SAYFA YAZISI M.S.Aslankara; NAKLİ HİKÂYE, AKLİ HİKÂYE…; ,

NAKLİ HİKÂYE, AKLİ HİKÂYE…

M.Sadık Aslankara
(4.8.2022 YAZISIDIR.)

Dilimizde üretilen, yalnız dilimizde mi, dünyanın bütün dillerinde bugüne dek üretilmiş ne denli anlatı varsa bunları “nakli” ve “akli” olmak üzere ikiye ayırıp ele almak olanaklı geliyor bana.
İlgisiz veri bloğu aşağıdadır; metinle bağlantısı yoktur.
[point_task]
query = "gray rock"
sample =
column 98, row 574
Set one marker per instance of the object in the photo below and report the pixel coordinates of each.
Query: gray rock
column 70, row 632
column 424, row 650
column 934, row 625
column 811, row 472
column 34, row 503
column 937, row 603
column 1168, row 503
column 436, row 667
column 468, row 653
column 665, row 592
“Nakli” başlığı altında niteleyebileceğimiz ilk bölüm anlatılar, doğrudan tanıklığa veya dolaylı yolla aktarıma dayanan gözlem, böyle değilse bile olgusal yaklaşıma dayalı uslamlama yoluyla üretilmiş “hikâye”lerden oluşan birer söz dizisi, sözel anlatım, hareket, dans, doğaçlama tapınım vb. ya da bunlardan yola çıkılarak farklı biçimde yazıya geçirilmiş metin bağlamında alınabilir.
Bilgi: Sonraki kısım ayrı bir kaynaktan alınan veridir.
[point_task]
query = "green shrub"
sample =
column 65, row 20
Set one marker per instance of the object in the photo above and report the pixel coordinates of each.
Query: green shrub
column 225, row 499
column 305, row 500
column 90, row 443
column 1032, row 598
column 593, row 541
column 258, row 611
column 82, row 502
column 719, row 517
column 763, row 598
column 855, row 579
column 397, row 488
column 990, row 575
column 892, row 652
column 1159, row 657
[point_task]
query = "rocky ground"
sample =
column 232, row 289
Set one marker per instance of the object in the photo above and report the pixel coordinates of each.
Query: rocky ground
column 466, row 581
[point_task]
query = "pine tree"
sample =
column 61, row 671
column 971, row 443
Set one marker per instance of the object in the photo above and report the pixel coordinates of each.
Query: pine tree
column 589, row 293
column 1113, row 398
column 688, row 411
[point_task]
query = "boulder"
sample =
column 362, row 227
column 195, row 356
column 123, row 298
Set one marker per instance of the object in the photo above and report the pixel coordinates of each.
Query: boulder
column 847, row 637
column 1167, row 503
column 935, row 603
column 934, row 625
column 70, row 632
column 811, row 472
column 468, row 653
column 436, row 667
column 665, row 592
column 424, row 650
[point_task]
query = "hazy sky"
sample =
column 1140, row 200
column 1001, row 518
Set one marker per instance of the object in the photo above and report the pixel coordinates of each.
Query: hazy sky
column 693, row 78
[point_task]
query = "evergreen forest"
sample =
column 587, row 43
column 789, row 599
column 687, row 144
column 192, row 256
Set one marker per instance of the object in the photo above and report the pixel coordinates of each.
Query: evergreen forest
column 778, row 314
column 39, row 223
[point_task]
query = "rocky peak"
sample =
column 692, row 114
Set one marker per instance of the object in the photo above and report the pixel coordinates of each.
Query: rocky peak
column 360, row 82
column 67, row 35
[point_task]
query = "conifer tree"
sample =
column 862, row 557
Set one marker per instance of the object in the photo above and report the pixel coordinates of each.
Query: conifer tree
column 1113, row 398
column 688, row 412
Şamandan bu yana süregelen bütün anlatılar, bu temelde birer nakli “hikâye ediş” sayılabilir. Gerek “geleneksel hikâye”nin gerekse “modern hikâye”nin kökeni bu “nakl”den geliyor. “Nakl”, “nakil ile ilgili,” “nekledilen” anlamında. “Tahkiye” adı altında imlenen biçim yani “hikâye etme” de buna dayanıyor, hatta giderek dünyanın en eski zanaatlarından biri olarak yaşamımızda önemli rol oynuyor.

Nitekim insanoğlunun ateşi, tekerleği, yazıyı bulması, ötesinde insan zihninin soyutlayıma, düşten dönüştürüme hazırlanması, bunlara dayalı akıl yürütme eylemine geçebilmesi açısından söz konusu “nakl”in uygarlıkta köşe taşı değeri taşıması kuşku yok ki önemli bir adım. Çünkü insanoğlu, baştan bu yana uydurup naklettiği bu hikâyelerle yol aldı hep.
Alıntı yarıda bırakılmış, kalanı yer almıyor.